Il disagio o distress esprime la risposta psicologica alla diagnosi e ai trattamenti. E' una situazione spiacevole, di natura emozionale, relazionale e spirituale, che interferisce con la capacità soggettiva di affrontare l'esperienza della malattia. Può essere più o meno lieve o severa e va dal comune senso di vulnerabilità, tristezza e paura, a sintomi che risultano inabilitanti e che sono indicati come "disturbi dell'adattamento", "disturbi d'ansia" e "disturbi depressivi". lì range di prevalenza, riportato in letteratura relativamente ai disturbi specificati, è piuttosto ampio e dipende dagli strumenti utilizzati nella rilevazione e/o dai cut-off scelti.
Alcuni studi italiani (Grassi, 1987; Morasso, 1996), riportano percentuali complessive di disagio del 49% e del 67% rispettivamente: solo una minima parte (in letteratura il 10-12%) riceve un trattamento adeguato. Ciò significa che il disagio del paziente oncologico non è riconosciuto o è sottovalutato.
Una causa del mancato riconoscimento e della sottostima è il ritenere "normale" la reazione del paziente - "Chi non starebbe male o chi non si dispererebbe se avesse un cancro?" - aspetto che induce famiglia e operatori sanitari a pensare ad una risoluzione spontanea della stessa.
Altro elemento è il tempo della visita medica, che non è solo il tempo oggettivo - spesso carente a causa della mole di lavoro - ma anche il tempo soggettivo, ovvero, la "disponibilità interiore" a stare emotivamente con l'altro.

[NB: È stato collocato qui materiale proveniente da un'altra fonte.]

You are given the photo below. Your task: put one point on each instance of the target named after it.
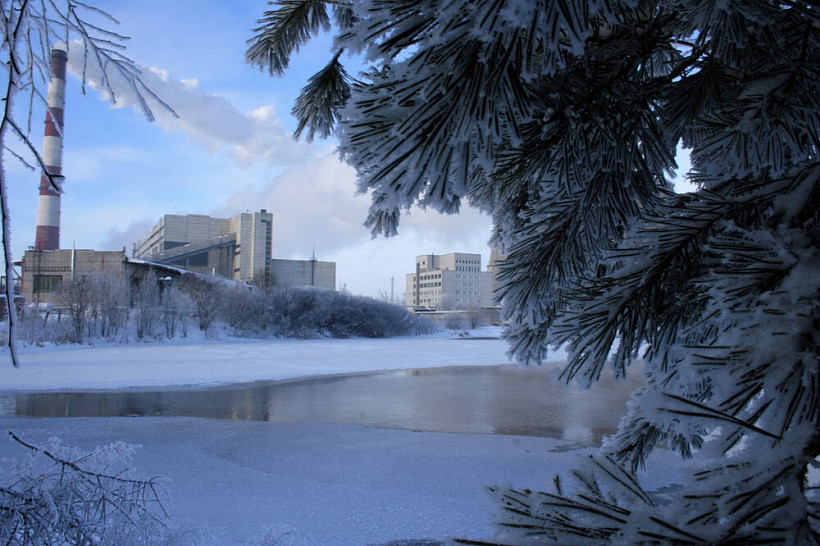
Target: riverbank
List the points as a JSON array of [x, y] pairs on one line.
[[212, 362]]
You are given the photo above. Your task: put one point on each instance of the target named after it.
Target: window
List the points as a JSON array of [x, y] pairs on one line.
[[47, 283]]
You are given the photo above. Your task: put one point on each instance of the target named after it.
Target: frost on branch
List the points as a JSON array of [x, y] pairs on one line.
[[63, 495]]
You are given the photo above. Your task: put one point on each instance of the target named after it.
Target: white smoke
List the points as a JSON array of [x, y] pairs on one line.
[[208, 120]]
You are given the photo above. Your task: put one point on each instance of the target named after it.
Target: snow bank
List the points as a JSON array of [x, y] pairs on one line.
[[201, 363]]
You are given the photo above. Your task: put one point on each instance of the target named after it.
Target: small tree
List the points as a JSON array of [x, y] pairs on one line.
[[77, 297], [205, 296], [110, 295], [145, 301]]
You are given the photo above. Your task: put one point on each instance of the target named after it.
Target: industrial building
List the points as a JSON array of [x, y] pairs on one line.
[[304, 273], [237, 248], [449, 281]]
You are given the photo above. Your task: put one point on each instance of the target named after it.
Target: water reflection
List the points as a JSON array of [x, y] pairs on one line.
[[481, 399]]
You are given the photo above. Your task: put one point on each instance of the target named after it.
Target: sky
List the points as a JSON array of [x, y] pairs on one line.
[[230, 151]]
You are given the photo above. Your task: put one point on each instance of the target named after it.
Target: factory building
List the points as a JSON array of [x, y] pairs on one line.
[[237, 248], [304, 273], [449, 281], [43, 272]]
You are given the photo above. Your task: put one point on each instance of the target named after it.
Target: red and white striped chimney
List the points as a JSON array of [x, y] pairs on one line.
[[48, 209]]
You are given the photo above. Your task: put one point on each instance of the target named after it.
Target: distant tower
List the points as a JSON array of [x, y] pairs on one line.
[[48, 209]]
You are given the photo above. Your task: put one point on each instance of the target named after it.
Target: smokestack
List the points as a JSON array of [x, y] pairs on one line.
[[48, 209]]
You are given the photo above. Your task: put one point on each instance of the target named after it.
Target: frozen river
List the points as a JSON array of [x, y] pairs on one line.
[[465, 399]]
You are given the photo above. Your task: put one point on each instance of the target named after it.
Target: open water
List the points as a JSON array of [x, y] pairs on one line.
[[478, 399]]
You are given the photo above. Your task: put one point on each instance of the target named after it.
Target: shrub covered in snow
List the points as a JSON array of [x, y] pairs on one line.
[[305, 312], [57, 494]]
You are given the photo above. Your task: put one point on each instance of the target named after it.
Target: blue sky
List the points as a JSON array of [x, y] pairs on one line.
[[230, 152]]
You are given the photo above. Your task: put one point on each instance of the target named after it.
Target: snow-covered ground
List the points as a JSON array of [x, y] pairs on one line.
[[207, 362], [238, 482]]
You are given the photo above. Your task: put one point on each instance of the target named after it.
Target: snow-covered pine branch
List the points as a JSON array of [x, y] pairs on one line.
[[562, 118]]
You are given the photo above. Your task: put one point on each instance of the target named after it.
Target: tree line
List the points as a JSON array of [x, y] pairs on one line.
[[106, 307]]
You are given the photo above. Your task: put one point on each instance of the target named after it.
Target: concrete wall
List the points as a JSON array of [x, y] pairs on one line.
[[250, 257], [304, 273]]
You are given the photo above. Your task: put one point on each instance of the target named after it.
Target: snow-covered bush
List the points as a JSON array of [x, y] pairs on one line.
[[57, 494], [562, 118], [305, 312], [146, 306]]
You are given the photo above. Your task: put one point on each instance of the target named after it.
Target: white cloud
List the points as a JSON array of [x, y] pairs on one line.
[[315, 208], [208, 120]]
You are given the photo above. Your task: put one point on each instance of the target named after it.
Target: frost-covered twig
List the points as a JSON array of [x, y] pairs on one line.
[[64, 495]]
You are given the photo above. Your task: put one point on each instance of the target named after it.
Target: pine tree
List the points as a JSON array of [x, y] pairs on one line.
[[562, 118]]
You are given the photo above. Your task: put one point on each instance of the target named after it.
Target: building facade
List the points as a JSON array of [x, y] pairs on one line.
[[237, 248], [43, 272], [304, 273], [449, 281]]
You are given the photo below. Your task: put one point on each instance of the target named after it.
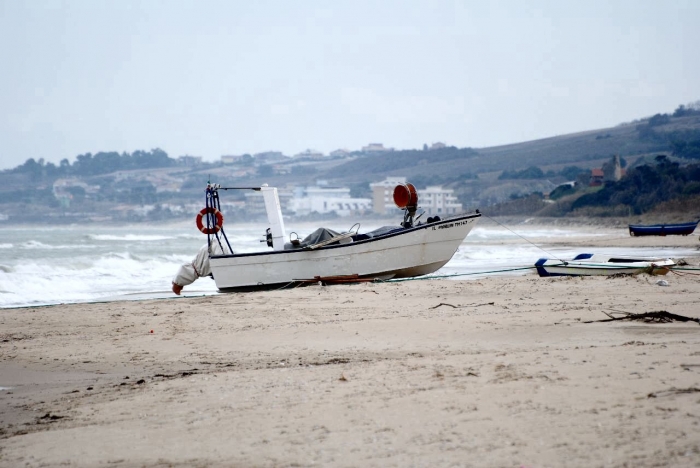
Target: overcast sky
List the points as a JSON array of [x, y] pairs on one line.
[[208, 78]]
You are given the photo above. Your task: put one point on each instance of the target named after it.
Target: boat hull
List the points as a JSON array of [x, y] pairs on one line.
[[593, 267], [682, 229], [402, 253]]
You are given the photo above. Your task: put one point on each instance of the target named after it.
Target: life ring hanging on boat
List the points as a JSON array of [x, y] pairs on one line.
[[219, 220]]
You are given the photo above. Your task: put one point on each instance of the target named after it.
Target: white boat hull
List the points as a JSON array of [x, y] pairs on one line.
[[405, 253]]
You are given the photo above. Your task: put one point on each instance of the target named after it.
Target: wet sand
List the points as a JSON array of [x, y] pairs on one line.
[[501, 371]]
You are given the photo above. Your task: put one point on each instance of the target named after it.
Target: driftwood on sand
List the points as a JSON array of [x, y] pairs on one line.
[[660, 316]]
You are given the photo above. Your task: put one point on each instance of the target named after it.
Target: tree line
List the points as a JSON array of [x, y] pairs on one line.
[[100, 163]]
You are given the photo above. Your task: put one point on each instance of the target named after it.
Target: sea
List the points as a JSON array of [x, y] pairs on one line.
[[46, 265]]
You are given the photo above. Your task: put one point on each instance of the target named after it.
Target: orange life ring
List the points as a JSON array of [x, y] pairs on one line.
[[405, 196], [219, 220]]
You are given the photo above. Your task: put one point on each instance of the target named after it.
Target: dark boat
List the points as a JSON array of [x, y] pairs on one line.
[[681, 229]]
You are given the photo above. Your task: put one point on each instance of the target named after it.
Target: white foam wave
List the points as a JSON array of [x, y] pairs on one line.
[[129, 237]]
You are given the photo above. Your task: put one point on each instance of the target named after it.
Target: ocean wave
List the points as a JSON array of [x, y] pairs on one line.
[[129, 237]]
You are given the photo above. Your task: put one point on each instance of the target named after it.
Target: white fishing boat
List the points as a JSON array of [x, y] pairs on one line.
[[411, 248], [587, 264]]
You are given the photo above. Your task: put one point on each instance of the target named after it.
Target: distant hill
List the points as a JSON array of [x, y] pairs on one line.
[[474, 172], [506, 176]]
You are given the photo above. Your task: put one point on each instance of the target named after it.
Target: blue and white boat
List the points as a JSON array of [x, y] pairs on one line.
[[587, 264], [680, 229]]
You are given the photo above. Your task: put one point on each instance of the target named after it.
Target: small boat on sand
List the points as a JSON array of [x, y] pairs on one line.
[[680, 229], [587, 264], [407, 249]]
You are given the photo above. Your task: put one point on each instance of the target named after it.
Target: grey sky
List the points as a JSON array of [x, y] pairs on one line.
[[208, 78]]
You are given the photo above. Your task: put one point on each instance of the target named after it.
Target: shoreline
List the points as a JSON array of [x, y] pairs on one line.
[[495, 371]]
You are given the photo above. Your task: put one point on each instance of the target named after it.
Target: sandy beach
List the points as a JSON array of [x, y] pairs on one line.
[[496, 371]]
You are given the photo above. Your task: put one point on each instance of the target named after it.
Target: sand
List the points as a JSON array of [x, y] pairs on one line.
[[499, 371]]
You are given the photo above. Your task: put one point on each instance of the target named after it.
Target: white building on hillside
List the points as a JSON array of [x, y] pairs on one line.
[[383, 195], [326, 200], [435, 200]]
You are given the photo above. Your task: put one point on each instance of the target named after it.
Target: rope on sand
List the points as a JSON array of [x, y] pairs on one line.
[[422, 278]]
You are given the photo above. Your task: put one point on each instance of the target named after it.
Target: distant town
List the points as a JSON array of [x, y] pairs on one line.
[[629, 169]]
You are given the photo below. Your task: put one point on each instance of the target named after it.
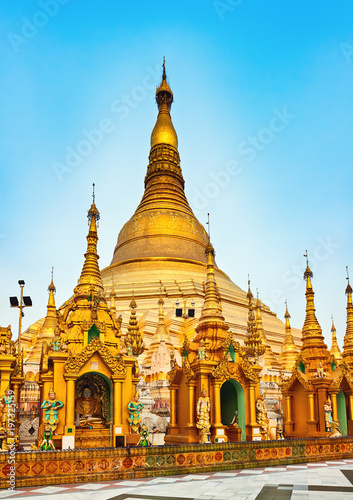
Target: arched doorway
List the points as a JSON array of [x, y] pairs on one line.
[[232, 399], [342, 412], [101, 391]]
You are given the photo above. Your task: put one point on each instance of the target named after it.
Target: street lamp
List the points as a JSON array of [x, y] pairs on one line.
[[20, 304]]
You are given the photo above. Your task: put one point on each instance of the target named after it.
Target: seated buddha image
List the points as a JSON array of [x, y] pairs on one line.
[[88, 410]]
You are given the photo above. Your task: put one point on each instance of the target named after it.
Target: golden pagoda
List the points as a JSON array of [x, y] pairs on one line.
[[317, 383], [348, 338], [214, 364], [82, 369], [289, 350], [163, 244]]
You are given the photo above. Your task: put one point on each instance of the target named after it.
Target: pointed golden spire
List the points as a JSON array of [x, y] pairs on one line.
[[90, 280], [311, 327], [134, 335], [254, 346], [314, 350], [259, 325], [348, 338], [335, 350], [289, 350], [112, 299], [211, 308], [50, 324], [164, 132], [161, 331]]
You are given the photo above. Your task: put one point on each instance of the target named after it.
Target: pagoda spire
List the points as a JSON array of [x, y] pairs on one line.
[[134, 335], [112, 300], [164, 219], [335, 350], [311, 327], [160, 335], [270, 358], [254, 346], [90, 280], [50, 324], [164, 132], [348, 338], [211, 308], [288, 354], [313, 349], [211, 327]]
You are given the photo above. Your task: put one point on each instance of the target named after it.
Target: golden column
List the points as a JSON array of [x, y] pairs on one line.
[[70, 404], [173, 410], [334, 405], [117, 388], [310, 396], [192, 403]]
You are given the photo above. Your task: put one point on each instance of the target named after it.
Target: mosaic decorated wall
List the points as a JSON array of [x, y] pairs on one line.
[[58, 467]]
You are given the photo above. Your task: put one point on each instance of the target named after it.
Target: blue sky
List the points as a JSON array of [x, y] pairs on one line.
[[263, 111]]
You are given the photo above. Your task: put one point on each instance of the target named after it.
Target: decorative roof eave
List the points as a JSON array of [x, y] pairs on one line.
[[115, 363]]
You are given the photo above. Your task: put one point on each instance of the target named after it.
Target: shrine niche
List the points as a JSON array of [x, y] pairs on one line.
[[318, 397]]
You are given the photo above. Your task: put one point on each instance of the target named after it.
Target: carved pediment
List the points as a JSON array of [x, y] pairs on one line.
[[115, 363]]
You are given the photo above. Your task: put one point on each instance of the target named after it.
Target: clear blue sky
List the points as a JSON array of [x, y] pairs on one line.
[[263, 111]]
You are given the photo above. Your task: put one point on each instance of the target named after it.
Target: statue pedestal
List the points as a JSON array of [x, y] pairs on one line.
[[233, 433], [92, 438], [131, 439]]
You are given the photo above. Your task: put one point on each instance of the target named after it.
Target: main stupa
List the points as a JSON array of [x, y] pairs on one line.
[[161, 250]]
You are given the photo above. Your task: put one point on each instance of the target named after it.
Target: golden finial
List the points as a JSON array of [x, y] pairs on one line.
[[93, 211], [209, 227], [349, 288], [51, 287], [249, 294], [164, 76], [133, 304]]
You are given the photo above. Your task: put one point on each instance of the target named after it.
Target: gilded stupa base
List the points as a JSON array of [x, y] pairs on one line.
[[87, 466]]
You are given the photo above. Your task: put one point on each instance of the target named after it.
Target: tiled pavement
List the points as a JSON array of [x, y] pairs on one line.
[[315, 481]]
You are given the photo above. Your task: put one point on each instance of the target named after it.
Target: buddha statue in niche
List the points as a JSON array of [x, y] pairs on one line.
[[88, 411]]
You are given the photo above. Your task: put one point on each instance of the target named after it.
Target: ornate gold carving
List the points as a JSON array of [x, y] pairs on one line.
[[248, 371], [115, 363], [189, 374]]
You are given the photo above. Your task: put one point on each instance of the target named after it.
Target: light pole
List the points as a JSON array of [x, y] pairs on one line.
[[24, 302]]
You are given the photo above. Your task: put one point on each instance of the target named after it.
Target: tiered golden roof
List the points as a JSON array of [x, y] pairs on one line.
[[313, 350], [161, 333], [254, 347], [348, 338], [134, 335], [87, 314], [46, 332], [269, 355], [211, 328]]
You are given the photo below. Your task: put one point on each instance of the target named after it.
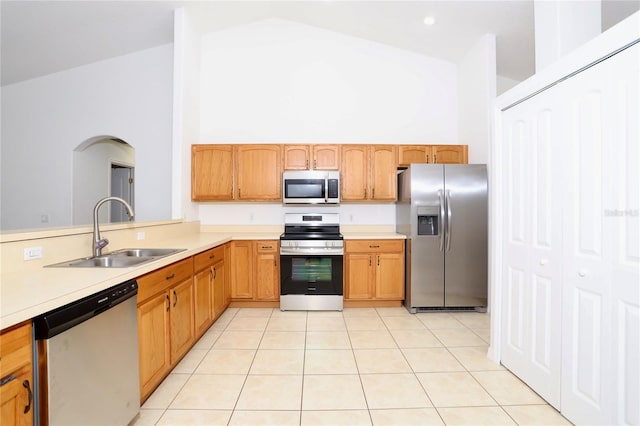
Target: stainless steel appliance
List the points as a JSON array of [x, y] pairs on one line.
[[87, 353], [311, 262], [311, 187], [442, 209]]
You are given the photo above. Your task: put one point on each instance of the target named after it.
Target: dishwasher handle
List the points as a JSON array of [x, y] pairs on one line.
[[61, 319]]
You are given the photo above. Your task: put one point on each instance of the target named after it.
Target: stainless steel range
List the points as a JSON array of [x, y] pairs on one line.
[[311, 262]]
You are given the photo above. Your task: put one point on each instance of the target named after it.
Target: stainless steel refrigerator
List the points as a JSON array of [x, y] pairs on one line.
[[442, 210]]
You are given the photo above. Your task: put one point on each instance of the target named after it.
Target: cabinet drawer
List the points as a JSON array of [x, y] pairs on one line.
[[157, 281], [373, 246], [267, 246], [207, 258], [15, 348]]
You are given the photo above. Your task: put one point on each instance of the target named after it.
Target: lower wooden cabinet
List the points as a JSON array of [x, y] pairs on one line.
[[154, 346], [374, 270], [241, 270], [166, 325], [267, 275], [209, 281], [255, 271], [16, 375]]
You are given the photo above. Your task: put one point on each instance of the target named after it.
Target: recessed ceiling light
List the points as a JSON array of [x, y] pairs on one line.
[[429, 20]]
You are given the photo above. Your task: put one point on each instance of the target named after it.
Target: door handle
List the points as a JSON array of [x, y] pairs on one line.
[[27, 386], [7, 380], [326, 189], [449, 222], [441, 220]]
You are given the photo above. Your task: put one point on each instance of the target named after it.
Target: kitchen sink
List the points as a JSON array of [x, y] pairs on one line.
[[118, 259], [144, 252]]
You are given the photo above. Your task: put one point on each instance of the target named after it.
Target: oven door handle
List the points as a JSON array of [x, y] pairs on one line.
[[311, 252]]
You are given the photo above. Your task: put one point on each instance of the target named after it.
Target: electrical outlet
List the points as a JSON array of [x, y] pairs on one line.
[[32, 253]]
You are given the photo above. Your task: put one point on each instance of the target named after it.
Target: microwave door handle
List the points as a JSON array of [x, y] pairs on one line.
[[326, 189]]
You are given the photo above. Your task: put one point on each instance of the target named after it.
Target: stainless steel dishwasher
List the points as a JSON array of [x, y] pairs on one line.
[[87, 358]]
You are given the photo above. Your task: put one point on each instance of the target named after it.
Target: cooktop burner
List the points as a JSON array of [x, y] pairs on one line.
[[311, 226]]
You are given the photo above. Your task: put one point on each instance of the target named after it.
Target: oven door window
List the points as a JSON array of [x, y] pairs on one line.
[[311, 274]]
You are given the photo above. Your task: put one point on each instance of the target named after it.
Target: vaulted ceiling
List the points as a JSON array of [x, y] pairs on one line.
[[42, 37]]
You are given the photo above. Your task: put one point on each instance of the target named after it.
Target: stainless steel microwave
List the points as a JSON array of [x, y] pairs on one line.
[[311, 187]]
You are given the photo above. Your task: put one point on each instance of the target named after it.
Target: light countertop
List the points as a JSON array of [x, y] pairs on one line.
[[27, 294]]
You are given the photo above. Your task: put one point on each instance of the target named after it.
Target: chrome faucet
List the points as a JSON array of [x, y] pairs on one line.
[[100, 243]]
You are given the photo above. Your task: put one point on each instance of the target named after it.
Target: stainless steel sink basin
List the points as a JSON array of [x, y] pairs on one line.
[[119, 259]]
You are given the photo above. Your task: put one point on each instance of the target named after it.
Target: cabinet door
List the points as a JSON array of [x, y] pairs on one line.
[[296, 157], [241, 270], [389, 276], [354, 173], [211, 172], [219, 283], [449, 154], [412, 154], [203, 295], [358, 276], [16, 399], [259, 172], [384, 175], [326, 157], [153, 338], [182, 324], [267, 271], [227, 274]]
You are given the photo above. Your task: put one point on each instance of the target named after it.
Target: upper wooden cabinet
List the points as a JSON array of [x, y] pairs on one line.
[[369, 173], [211, 172], [254, 172], [258, 172], [311, 157], [440, 154], [236, 172]]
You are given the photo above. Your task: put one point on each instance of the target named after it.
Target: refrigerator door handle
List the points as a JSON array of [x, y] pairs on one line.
[[449, 223], [440, 220]]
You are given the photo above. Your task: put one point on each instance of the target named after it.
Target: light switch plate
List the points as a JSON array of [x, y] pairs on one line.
[[32, 253]]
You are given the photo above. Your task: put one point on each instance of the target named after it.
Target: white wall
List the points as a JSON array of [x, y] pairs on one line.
[[44, 119], [279, 81], [477, 90], [186, 104], [504, 83]]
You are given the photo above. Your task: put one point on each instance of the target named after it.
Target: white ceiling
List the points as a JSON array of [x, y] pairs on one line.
[[42, 37]]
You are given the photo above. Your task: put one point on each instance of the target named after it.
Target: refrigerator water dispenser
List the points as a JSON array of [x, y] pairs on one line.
[[428, 220]]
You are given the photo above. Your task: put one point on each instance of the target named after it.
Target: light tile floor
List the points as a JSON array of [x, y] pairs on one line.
[[380, 366]]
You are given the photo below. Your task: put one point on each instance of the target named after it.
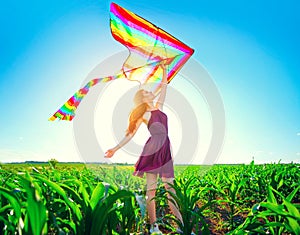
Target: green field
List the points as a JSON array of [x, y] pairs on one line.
[[104, 199]]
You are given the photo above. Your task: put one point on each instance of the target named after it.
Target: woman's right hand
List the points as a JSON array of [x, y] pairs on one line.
[[109, 153]]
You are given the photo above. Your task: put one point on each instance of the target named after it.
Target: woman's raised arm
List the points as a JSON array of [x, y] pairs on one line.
[[163, 91]]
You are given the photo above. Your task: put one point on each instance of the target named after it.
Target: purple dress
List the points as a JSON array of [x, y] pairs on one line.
[[156, 156]]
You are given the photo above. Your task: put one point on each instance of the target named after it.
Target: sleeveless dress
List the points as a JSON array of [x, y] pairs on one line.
[[156, 156]]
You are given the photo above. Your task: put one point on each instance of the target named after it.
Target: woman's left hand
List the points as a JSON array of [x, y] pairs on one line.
[[109, 153]]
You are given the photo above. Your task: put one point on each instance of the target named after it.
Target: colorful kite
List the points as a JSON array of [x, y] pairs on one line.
[[148, 46]]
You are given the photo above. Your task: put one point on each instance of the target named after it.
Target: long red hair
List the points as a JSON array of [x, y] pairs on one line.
[[137, 112]]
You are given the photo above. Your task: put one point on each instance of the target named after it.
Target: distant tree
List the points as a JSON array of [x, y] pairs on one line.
[[53, 162]]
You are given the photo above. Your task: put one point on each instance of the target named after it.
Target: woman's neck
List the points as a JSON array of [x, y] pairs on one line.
[[151, 107]]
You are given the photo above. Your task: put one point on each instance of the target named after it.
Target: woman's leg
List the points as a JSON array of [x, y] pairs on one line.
[[174, 208], [151, 189]]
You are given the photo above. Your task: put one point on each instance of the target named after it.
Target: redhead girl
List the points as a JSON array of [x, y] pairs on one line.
[[156, 159]]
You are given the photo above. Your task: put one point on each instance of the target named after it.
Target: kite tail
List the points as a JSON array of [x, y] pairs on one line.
[[67, 111]]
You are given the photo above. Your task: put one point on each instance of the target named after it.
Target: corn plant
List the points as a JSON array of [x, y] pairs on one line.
[[271, 217], [186, 198]]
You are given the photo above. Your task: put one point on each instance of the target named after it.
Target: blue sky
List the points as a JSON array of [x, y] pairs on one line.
[[250, 48]]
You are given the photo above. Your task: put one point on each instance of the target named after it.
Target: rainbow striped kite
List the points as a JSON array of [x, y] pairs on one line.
[[148, 46]]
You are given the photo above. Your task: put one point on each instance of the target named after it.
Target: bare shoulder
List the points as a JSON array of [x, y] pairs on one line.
[[147, 116]]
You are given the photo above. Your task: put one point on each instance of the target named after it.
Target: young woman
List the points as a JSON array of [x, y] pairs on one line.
[[156, 159]]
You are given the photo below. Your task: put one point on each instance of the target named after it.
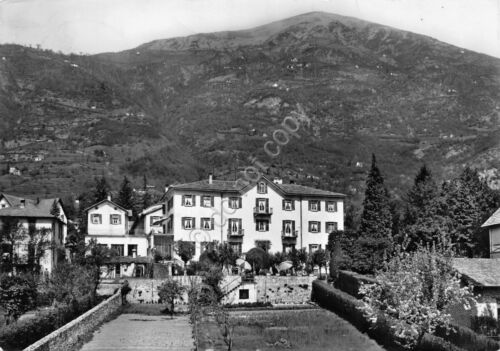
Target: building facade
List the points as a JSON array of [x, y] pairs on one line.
[[271, 215], [37, 227]]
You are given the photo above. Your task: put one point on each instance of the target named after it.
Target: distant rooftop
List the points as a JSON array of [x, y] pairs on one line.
[[493, 220], [481, 271], [32, 207], [240, 186]]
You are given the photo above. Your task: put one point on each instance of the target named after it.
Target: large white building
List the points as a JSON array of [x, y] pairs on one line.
[[271, 215], [41, 223]]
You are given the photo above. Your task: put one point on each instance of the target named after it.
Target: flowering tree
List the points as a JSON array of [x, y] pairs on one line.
[[416, 289]]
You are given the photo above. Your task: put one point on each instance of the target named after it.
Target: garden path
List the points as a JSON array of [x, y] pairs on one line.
[[137, 332]]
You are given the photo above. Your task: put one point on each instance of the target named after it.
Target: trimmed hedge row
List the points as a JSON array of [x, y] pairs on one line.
[[348, 307], [460, 336], [350, 282], [24, 333]]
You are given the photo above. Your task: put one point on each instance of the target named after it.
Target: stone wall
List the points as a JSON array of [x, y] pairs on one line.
[[66, 337], [284, 290]]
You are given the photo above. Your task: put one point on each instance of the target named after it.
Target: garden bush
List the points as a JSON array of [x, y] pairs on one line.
[[24, 333], [348, 307]]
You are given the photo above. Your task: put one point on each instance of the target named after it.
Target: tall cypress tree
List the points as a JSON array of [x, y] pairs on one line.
[[126, 195], [375, 230], [101, 190]]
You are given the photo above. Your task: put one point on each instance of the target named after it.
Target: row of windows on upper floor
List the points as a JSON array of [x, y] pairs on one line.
[[261, 225], [236, 202]]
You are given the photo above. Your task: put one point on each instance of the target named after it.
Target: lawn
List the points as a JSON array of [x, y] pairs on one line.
[[309, 330]]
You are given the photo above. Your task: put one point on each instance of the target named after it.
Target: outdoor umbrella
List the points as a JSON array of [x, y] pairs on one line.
[[283, 266]]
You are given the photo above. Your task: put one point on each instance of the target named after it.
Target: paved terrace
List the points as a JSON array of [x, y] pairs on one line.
[[136, 332]]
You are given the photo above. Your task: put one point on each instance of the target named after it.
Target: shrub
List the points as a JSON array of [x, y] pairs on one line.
[[349, 308]]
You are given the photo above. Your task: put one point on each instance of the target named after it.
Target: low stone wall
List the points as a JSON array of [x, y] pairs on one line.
[[284, 290], [66, 337]]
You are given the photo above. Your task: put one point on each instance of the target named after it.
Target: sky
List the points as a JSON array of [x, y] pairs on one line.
[[93, 26]]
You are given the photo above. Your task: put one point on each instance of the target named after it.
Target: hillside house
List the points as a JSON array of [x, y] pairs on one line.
[[493, 225], [111, 225], [274, 216], [31, 227]]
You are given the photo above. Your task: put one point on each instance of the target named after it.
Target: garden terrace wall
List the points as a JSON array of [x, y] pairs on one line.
[[69, 335]]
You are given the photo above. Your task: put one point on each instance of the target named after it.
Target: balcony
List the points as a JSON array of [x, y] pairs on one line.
[[266, 211], [292, 235], [235, 233]]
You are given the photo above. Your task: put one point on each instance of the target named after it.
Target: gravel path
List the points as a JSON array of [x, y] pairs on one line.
[[136, 332]]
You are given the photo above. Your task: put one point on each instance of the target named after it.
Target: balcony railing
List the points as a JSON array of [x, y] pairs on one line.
[[262, 211], [238, 232], [292, 235]]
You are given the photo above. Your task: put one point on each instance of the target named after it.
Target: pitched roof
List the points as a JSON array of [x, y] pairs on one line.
[[239, 186], [493, 220], [481, 271], [33, 208]]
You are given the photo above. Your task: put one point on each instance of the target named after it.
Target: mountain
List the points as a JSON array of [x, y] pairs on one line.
[[177, 109]]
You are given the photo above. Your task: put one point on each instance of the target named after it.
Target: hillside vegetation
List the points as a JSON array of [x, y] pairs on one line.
[[180, 108]]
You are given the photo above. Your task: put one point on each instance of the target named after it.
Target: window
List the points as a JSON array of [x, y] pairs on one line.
[[331, 227], [131, 250], [96, 218], [207, 201], [118, 249], [314, 227], [263, 244], [235, 225], [115, 219], [262, 188], [207, 223], [262, 225], [314, 205], [331, 206], [187, 222], [244, 294], [188, 200], [154, 219], [235, 202], [314, 247], [236, 248], [288, 228], [288, 205]]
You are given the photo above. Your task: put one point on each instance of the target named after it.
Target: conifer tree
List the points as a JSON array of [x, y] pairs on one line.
[[375, 230], [101, 190], [126, 195]]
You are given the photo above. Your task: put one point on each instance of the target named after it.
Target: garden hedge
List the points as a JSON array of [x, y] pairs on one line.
[[348, 307], [25, 332], [465, 338]]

Un ulteriore ostacolo è la stigmatizzazione di tutto ciò che è "psico". Il paziente stesso è portato a pensare che il ricorso allo psicologo, o allo psichiatra, sia indice di incapacità personale nell'affrontare quello che sta accadendo: chiedere l'aiuto di un professionista equivarrebbe ad ammettere di essere una persona debole, oltre che malata.
Un ultimo elemento che impedisce il riconoscimento del disagio è rappresentato dagli "stereotipi", considerare cioè la reazione dell'individuo un'espressione della sua personalità - quindi, immodificabile - piuttosto che una risposta alla specifica situazione di vita.
I fattori elencati ostacolano il riconoscimento del distress e, di conseguenza, impediscono l'attuazione di adeguate strategie di contenimento e di risoluzione.
I disturbi dell'umore hanno conseguenze su molti aspetti della qualità di vita del paziente - relazioni, lavoro, salute - ma anche sull'organizzazione sanitaria - numero di ospedalizzazioni e servizi territoriali utilizzati.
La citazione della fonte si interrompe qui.